Aus Anlass dieses Vergleichsvorschlags sei zwischen den Parteivertretern im Termin ausgiebig erörtert worden, mit welcher Summe die Angelegenheit erledigt werden könne. Der Prozessbevollmächtigte der Beklagten habe keineswegs jegliche über den geltend gemachten Klagbetrag hinausgehende Zahlung abgelehnt, sondern vielmehr einen Betrag von 15.000 EUR als denkbar in den Raum gestellt. Das sei von Seiten des Prozessbevollmächtigten der Klägerin als zu gering erachtet und der Vorschlag des Gerichts aufgegriffen worden, wonach ein Betrag zwischen 20.000 und 25.000 EUR in Frage kommen könne. Aus dieser wechselseitigen Diskussion zwischen den Prozessbevollmächtigten der Parteien habe sich dann die erste Ziffer des Beschlusses am Ende der Sitzung vom 24.3.2003 ergeben, nämlich die Auflage an die Parteien, sich binnen 3 Wochen zum Vergleichsvorschlag des Gerichts zu äußern. Wenn von den Erörterungen zwischen den Parteien - Angebot der Beklagten bei 15.000 EUR und Gegenvorstellung der Klägerin zwischen 20.000 und 25.000 EUR - nichts im Protokoll stehe, heiße dies nicht, dass eine solche Erörterung nicht stattgefunden habe.
Es sei deshalb Sache des Prozessvertreters der Beklagten gewesen, klar und deutlich zu erklären, dass sich seine Mandanten nicht zu vergleichen wünschten. Die Abfassung eines Vergleichsvorschlags hätte aus Sicht des Vorsitzenden Richters keinen Sinn gemacht, wenn ihm nicht beide Parteien signalisiert hätten, dass sie bereit seien, über den Vorschlag nachzudenken.
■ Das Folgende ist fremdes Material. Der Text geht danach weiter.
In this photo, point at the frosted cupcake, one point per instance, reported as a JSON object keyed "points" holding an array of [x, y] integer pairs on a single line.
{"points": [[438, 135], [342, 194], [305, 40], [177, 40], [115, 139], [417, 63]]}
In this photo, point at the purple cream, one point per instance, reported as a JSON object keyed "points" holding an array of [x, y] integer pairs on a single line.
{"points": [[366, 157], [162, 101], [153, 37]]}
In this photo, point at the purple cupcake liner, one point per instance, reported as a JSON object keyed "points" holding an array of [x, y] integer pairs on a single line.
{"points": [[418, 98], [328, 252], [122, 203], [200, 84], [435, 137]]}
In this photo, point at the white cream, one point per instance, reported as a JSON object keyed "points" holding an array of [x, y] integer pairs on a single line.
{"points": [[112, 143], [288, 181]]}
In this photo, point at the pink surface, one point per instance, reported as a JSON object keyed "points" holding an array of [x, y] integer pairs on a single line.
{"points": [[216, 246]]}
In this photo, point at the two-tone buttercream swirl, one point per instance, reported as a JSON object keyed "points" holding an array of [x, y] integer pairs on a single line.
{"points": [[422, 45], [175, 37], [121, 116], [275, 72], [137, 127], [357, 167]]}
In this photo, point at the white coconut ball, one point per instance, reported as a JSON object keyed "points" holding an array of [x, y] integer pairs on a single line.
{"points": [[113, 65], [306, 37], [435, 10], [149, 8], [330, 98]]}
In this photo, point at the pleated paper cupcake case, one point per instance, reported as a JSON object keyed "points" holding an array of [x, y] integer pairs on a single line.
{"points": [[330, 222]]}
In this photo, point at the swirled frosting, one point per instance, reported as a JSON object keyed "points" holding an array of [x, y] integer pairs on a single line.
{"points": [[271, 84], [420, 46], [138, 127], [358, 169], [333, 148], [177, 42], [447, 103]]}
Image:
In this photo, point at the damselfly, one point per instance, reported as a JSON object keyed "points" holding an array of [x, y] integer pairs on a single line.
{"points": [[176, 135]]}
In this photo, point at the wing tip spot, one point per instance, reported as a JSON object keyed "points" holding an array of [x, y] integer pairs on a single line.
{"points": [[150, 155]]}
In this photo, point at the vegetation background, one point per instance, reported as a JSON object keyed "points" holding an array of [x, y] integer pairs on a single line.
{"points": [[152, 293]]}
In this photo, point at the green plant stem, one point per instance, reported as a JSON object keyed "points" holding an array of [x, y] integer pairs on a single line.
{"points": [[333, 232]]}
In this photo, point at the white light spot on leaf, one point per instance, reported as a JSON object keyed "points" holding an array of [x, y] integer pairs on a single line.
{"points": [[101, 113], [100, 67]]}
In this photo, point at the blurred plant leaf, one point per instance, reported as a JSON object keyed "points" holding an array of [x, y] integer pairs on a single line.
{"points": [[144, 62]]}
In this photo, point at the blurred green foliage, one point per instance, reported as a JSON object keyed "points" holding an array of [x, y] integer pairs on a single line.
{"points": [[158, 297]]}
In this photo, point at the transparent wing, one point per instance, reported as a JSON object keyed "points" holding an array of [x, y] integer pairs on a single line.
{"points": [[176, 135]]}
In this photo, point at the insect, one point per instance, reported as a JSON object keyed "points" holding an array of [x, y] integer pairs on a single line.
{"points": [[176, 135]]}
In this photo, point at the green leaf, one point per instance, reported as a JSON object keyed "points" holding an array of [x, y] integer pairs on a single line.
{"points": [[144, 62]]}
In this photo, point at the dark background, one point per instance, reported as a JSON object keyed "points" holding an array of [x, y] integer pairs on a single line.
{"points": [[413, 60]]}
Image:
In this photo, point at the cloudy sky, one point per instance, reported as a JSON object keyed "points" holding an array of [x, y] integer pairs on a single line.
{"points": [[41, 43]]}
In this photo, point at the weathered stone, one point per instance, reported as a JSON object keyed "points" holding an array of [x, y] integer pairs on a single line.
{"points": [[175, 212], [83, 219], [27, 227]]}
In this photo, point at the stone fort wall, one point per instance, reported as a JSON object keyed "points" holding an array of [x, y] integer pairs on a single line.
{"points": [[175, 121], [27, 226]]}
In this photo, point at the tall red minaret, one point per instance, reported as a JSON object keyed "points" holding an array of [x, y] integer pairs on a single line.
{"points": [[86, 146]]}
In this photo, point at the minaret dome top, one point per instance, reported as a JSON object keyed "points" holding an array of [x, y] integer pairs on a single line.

Auf Grund dieses unstreitigen Sachverhalts sei erster Instanz davon abgesehen worden, für den Gang der Verhandlung Zeugenbeweis anzubieten, dieser werde nun aber vorsorglich angeboten (Vernehmung des Vorsitzenden Richters und der beteiligten Rechtsanwälte).
Das auf die Sitzung folgende Schreiben des Prozessbevollmächtigten der Kläg...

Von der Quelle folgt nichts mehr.